Выбрать главу

Сторти слушал с восхищением и ужасом: оскорбив Чейза, Ром становился государственным преступником. Поклонники профессора окончательно взбеленились. Отшвырнув ректора, все еще пытавшегося кончить спор без кровопролития, они кинулись в атаку. В дом полетел град камней, раздались несколько выстрелов. К счастью, никто не пострадал. Атакуемые быстро заняли свои места и привели в действие водометные устройства. Упругие струи, сбивая чейзаристов с ног, заставили их откатиться. Двух-трех человек, прорвавшихся к дому, встретили и обратили в бегство выбежавшие с дубинками Ром и Мет.

Переведя дух, осажденные приготовились к новому наступлению, но его почему-то не последовало. В прямом смысле слова охлажденные обрушенным на них ледяным душем, чейзаристы решили, видимо, от разрозненных и потому не сулящих успеха атак перейти к организованной осаде. Кроме того, насколько можно было понять по движению в лагере противника, туда прибыл гонец, и предводители устроили военный совет.

Наступившее затишье было прервано неожиданным инцидентом. Сквозь линию чейзаристов к дому Монтекки проследовал седой человек в очках. Сначала никто не обратил на него внимания, потом кому-то пришло в голову его остановить.

— Эй, приятель, куда ты?

— Как видите, к синьору Монтекки.

— Поворачивай!

— Почему? Разве теперь запрещено посещать знакомых?

Оказавшийся поблизости ректор воскликнул:

— Да это синьор Капулетти! Вы хотите, профессор, уговорить свою дочь, чтобы она вернулась домой?

Капулетти молча кивнул.

— Пропустите, — распорядился ректор, но авторитет его был явно подорван, власть в лагере перемещалась к более твердым и решительным кланистам, не склонным к компромиссам.

Только когда один из них счел возможным пропустить отца к дочери, Капулетти позволили пройти. Его появление в доме вызвало нескрываемое удивление и настороженность. Он обнял Улу, сердечно приветствовал синьору Монтекки и Рома, представился остальным.

— Вы ждете объяснений, почему я здесь, — сказал Капулетти, обводя глазами присутствующих. — Потому что здесь моя дочь и ее муж, потому что я понял, что постыдно отсиживаться, когда предается поруганию человеческое достоинство. Скажите, где я могу быть полезен. К сожалению, — улыбнулся он, — знание суперисчисления мало чего стоит в данных обстоятельствах.

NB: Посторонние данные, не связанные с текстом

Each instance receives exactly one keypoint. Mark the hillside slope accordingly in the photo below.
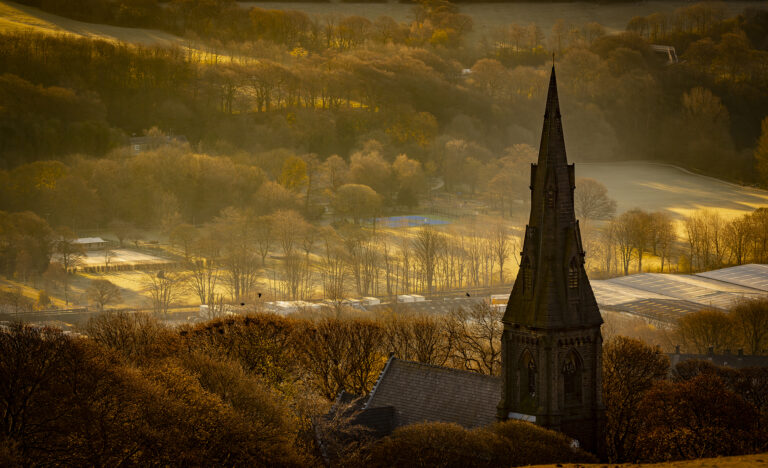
(15, 17)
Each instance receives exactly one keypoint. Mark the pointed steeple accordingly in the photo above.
(552, 289)
(551, 345)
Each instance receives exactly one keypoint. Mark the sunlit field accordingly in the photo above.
(661, 187)
(488, 16)
(16, 17)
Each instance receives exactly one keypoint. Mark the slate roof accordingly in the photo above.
(425, 393)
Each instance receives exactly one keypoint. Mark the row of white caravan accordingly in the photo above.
(410, 298)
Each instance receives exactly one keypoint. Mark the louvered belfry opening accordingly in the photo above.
(552, 318)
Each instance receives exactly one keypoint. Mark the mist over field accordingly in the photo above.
(225, 227)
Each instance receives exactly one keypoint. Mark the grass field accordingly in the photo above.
(15, 17)
(660, 187)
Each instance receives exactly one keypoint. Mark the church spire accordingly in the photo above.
(552, 289)
(551, 346)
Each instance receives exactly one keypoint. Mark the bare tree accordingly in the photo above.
(663, 235)
(103, 292)
(205, 266)
(737, 234)
(333, 271)
(418, 338)
(621, 233)
(427, 246)
(164, 287)
(751, 318)
(108, 255)
(69, 254)
(264, 236)
(475, 338)
(700, 330)
(235, 230)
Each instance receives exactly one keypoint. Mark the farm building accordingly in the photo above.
(91, 243)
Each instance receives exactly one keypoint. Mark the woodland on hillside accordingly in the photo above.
(298, 120)
(251, 390)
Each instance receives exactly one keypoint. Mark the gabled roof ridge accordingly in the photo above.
(451, 369)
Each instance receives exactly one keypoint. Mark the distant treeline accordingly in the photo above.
(251, 391)
(303, 85)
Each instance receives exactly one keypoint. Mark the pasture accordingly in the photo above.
(661, 187)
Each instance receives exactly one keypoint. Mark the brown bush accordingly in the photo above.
(697, 418)
(510, 443)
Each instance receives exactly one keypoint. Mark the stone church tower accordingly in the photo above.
(551, 346)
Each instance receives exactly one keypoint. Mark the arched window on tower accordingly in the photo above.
(527, 276)
(527, 376)
(573, 275)
(572, 377)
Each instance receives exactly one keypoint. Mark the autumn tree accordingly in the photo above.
(698, 418)
(630, 368)
(751, 320)
(502, 245)
(357, 201)
(70, 254)
(418, 338)
(761, 152)
(707, 328)
(165, 288)
(428, 245)
(591, 201)
(475, 337)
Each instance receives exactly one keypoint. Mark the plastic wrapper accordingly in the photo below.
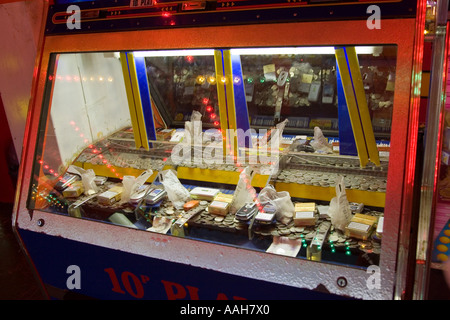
(193, 128)
(339, 210)
(320, 143)
(87, 178)
(131, 184)
(282, 202)
(244, 192)
(176, 192)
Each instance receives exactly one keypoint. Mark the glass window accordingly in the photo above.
(88, 163)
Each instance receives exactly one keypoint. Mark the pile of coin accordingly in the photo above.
(327, 179)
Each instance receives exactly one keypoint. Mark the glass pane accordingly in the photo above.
(180, 83)
(88, 165)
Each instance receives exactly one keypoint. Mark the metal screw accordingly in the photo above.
(341, 282)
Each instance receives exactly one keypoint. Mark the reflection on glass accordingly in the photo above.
(180, 84)
(310, 94)
(86, 153)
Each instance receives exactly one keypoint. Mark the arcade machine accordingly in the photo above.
(222, 150)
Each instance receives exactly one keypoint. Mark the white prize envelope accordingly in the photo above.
(161, 225)
(285, 246)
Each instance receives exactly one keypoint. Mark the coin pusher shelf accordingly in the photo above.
(296, 170)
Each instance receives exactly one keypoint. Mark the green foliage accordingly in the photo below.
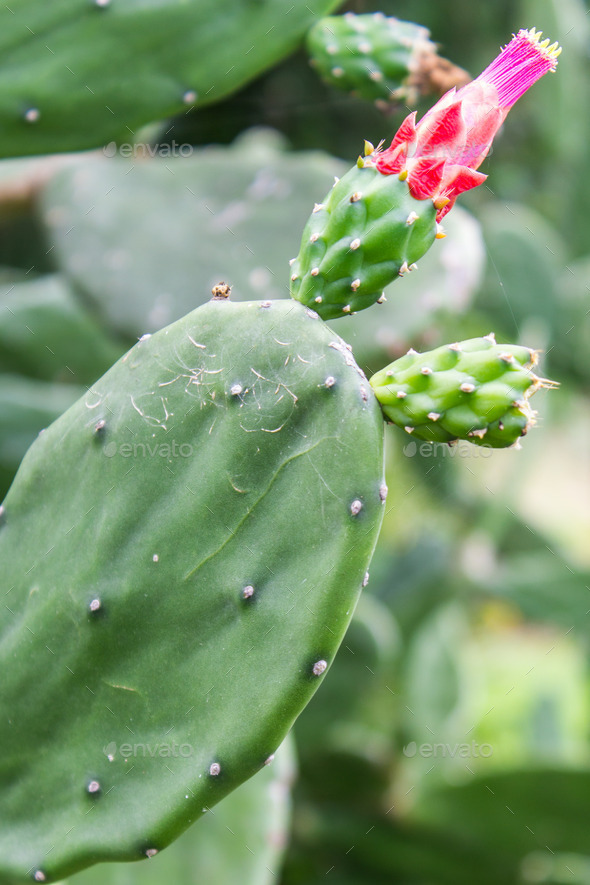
(145, 241)
(371, 56)
(474, 390)
(368, 231)
(238, 425)
(26, 407)
(75, 75)
(240, 840)
(45, 333)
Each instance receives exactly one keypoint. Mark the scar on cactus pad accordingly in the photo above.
(383, 215)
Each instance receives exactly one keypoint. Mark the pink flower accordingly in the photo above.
(440, 156)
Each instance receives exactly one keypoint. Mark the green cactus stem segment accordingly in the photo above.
(366, 233)
(475, 390)
(169, 615)
(379, 58)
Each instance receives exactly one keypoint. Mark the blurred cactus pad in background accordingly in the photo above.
(249, 634)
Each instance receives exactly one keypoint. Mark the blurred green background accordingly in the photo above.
(450, 743)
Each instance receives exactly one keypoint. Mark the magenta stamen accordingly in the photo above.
(520, 64)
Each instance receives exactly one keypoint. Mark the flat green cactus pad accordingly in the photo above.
(76, 73)
(187, 544)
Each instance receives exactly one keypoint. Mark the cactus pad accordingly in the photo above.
(376, 57)
(475, 390)
(76, 74)
(368, 231)
(166, 621)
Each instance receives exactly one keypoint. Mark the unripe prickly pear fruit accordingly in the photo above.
(379, 58)
(475, 390)
(368, 231)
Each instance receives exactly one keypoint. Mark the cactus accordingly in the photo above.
(436, 299)
(170, 56)
(475, 390)
(220, 215)
(45, 333)
(367, 232)
(193, 588)
(27, 406)
(379, 58)
(240, 840)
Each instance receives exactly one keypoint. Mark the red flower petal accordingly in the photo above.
(440, 131)
(425, 177)
(392, 161)
(457, 179)
(406, 132)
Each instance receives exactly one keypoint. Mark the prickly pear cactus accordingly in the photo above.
(475, 390)
(166, 620)
(376, 57)
(366, 233)
(171, 56)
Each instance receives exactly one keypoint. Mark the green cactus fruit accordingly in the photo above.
(366, 233)
(108, 68)
(474, 390)
(379, 58)
(166, 620)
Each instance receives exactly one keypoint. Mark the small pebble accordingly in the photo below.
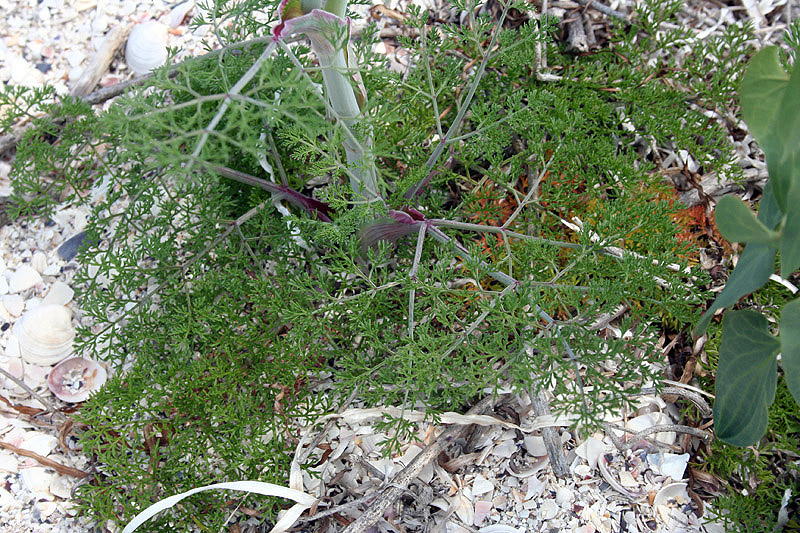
(69, 249)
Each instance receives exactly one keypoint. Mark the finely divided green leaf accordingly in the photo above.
(762, 88)
(746, 378)
(738, 224)
(790, 346)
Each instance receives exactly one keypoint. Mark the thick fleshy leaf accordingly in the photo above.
(746, 378)
(738, 224)
(790, 240)
(790, 346)
(755, 266)
(762, 89)
(782, 145)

Все с чувством пожали руку профессору.

— Мы поручим вам подсчитывать потери противника, — пошутил Сторти.

— Нужно ли тебе рисковать, отец? — сказала Ула.

— Кроме тебя, дочка, у меня ничего не осталось. Кланисты ведь, ты знаешь, отняли у меня даже университетскую кафедру.

— А Тибор?

— Твой брат, увы, по ту сторону баррикады. Он для нас с тобой — отрезанный ломоть.

— Но его не было в толпе.

Капулетти пожал плечами. Видно было, что ему тяжело говорить на эту тему. Как странно, подумал Ром. Капулетти с нами, Тибор и мой отец, по крайней мере, духом — с ними. Словно какая-то роковая сила занесла меч, чтобы разрубить связи между родителями и детьми, разбросать их по враждующим лагерям.

На улице послышался шум, и все выскочили на крыльцо: уж не начинается ли новый приступ? Нет, чейзаристы оставались на месте, но вынуждены были пропустить несколько машин, подъехавших к дому в сопровождении эскорта полицейских. Дезар, наконец, привел обещанное подкрепление — человек пятнадцать добровольцев, готовых защищать дом Монтекки. Ему удалось также после долгих препирательств добиться согласия префекта выделить отряд роботов для охраны священного права собственности. Против последнего аргумента префект не устоял. Однако он наотрез отказался вмешаться в стычку лично: какой курс возьмет новый правитель, пока неясно, а префект дорожил своей должностью.

Сторти отозвал Дезара в сторонку. Ром, бывший поблизости, стал свидетелем их разговора.

— Кто эти люди, Дезар?

— Разумеется, универы.

— Гм… Вы считаете возможным принять их услуги?

— Поражаюсь вам, Сторти, — сказал фил с раздражением. — Мне казалось, что вы — человек широких взглядов. А вы, оказывается, напичканы предрассудками, как все прочие.

— Я не фанатик, — возразил Сторти, — но и не сторонник универия.

— Так с кем же вы все-таки? Сейчас такое время, что между двумя стульями не усидеть.